[PATCH 2/2] pwm: Add PWM polarity flag macros for DT
Stephen Warren
swarren at wwwdotorg.org
Thu Jul 11 16:06:44 EDT 2013
On 07/11/2013 01:32 PM, Thierry Reding wrote:
> On Thu, Jul 11, 2013 at 11:50:48AM -0600, Stephen Warren wrote:
>> On 07/11/2013 09:36 AM, Thierry Reding wrote:
>>> On Thu, Jul 11, 2013 at 04:37:48PM +0200, Laurent Pinchart
>>> wrote: [...]
>>>> diff --git
>>>> a/Documentation/devicetree/bindings/pwm/atmel-tcb-pwm.txt
>>>> b/Documentation/devicetree/bindings/pwm/atmel-tcb-pwm.txt
>>>> index de0eaed..be09be4 100644 ---
>>>> a/Documentation/devicetree/bindings/pwm/atmel-tcb-pwm.txt
>>>> +++ b/Documentation/devicetree/bindings/pwm/atmel-tcb-pwm.txt
>>>> @@ -4,9 +4,9 @@ Required properties: - compatible: should be
>>>> "atmel,tcb-pwm" - #pwm-cells: Should be 3. The first cell
>>>> specifies the per-chip index of the PWM to use, the second
>>>> cell is the period in nanoseconds and - bit 0 in the third
>>>> cell is used to encode the polarity of PWM output. - Set bit
>>>> 0 of the third cell in PWM specifier to 1 for inverse
>>>> polarity & - set to 0 for normal polarity. + the third cell
>>>> is used to encode the polarity of PWM output. Set the +
>>>> PWM_POLARITY_NORMAL flag for normal polarity or the
>>>> PWM_POLARITY_INVERSED + flag for inverted polarity. PWM
>>>> flags are defined in <dt-bindings/pwm/pwm.h>. - tc-block: The
>>>> Timer Counter block to use as a PWM chip.
>>>>
>>>> Example:
>>>
>>> I'd prefer for the original text to stay in place and the
>>> reference to the dt-bindings/pwm/pwm.h file to go below that
>>> block.
>>
>> I disagree here. The whole point of creating header files for
>> the constants in binding definitions was so that you wouldn't
>> have to duplicate all the values into the binding definitions.
>> Rather, you'd simply say "see <dt-bindings/xxx.h>".
>
> But that's not something that this patch solves.
Well, if the comments I made on the patch re: that <linux/pwm.h>
should simply #include <dt-bindings/pwm/pwm.h> instead of duplicating
the constants, then yet this patch will solve that. There will be a
single place where the constants are defined.

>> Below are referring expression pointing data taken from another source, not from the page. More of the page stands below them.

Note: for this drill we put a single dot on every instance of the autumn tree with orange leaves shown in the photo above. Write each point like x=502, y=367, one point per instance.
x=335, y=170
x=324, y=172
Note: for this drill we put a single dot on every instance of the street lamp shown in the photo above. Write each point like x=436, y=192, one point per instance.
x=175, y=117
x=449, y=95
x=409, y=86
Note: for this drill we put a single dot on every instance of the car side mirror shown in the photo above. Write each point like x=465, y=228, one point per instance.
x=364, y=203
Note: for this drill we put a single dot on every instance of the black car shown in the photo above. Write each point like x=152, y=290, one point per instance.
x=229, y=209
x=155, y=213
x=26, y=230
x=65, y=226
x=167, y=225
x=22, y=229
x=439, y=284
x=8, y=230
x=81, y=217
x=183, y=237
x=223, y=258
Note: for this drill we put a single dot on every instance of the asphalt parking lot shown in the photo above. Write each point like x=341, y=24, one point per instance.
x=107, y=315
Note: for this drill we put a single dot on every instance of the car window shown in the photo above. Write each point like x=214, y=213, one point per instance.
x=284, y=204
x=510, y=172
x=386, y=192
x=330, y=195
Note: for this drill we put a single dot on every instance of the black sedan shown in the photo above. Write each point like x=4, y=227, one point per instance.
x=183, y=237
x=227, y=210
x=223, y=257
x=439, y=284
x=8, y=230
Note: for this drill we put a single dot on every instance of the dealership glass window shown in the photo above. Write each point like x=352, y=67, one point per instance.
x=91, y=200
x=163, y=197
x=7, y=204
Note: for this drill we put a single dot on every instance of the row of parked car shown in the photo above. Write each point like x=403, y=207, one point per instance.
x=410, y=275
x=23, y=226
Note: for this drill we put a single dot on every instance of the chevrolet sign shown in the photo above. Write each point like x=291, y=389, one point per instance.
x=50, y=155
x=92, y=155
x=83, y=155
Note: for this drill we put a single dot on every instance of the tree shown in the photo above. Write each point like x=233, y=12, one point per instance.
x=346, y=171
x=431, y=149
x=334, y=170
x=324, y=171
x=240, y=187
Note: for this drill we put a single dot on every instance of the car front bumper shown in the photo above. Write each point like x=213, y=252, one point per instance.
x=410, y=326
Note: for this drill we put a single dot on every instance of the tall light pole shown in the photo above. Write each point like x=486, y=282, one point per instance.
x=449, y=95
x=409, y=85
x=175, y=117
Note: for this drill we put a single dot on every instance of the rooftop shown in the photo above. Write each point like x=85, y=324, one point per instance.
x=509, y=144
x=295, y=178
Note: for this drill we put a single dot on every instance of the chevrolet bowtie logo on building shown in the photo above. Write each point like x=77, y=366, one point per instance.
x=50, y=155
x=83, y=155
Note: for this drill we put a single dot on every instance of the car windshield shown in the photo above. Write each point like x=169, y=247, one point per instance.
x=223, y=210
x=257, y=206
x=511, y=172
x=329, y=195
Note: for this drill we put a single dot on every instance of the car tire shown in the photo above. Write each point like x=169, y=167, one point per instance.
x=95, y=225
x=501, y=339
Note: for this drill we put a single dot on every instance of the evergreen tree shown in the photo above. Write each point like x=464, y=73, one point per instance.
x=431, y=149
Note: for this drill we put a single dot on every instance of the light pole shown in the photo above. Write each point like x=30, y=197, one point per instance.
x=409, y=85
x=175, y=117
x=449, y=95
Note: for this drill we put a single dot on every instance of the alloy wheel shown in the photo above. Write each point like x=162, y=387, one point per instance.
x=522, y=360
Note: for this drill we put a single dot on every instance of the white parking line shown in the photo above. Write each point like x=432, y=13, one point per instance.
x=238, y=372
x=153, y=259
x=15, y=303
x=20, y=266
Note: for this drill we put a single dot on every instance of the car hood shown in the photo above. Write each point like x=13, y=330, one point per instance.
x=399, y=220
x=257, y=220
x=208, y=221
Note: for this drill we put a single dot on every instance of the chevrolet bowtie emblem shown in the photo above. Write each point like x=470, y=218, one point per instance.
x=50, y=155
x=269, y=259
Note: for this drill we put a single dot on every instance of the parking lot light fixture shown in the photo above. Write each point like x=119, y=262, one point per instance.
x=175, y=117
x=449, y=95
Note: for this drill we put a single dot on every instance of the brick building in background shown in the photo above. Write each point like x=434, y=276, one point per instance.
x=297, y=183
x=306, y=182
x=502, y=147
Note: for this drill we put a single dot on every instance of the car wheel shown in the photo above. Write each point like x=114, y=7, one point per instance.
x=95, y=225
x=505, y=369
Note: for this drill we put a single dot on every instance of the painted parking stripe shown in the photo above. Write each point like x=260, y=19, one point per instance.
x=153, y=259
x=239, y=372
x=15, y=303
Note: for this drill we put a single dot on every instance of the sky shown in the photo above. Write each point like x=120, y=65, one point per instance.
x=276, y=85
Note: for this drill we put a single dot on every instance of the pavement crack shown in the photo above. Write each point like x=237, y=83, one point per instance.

> And it could be solved even in the absence of the header file
> defining the symbolic constants. If all the standard flags that
> dt-bindings/pwm/pwm.txt now specifies were to be listed in pwm.txt
> (they actually are) then referring to that document as the
> canonical source works equally well.
If that's all the happens, then there will still be duplication
between pwm.txt and <linux/pwm.h>.
> If we can take both of the above for granted, then sure, let's
> refer to the header from within the generic pwm.txt file and add a
> reference to that in bindings for drivers that use the standard
> flags.
>
>>> Another issue might be that people without access to recent
>>> versions of DTC won't be able to use the new #include feature,
>>> so keeping the documentation backwards compatible seems like a
>>> good idea.
>>
>> The dtc source tree is duplicated into the kernel source tree, so
>> that isn't an issue for now.
>>
>> Besides, the dtc version is an entirely unrelated issue to how
>> the documentation is written.
>
> Well, not really. If the documentation specifies the binding in a
> way that the DTC can't handle that's still a problem. People will
> end up with a DTS that their DTC can't compile. I guess that can be
> resolved by adding a note to the upstream device tree repository
> about the minimum required version of DTC.
Yes, the separate repository would obviously require a version of dtc
that's able to compile the files there; i.e. a version equivalent to
what's already in the kernel tree (upstream 1.4.0 specifically).
Again, right now, all of the binding docs, the *.dts files, and the
dtc required to use them are part of the kernel; a single package, so
there's no scope for issues re: using dtc features that aren't
supported. If those components get separated later, obviously there
will be a requirement to install a specific version of dtc to use with
the separated *.dts and binding files.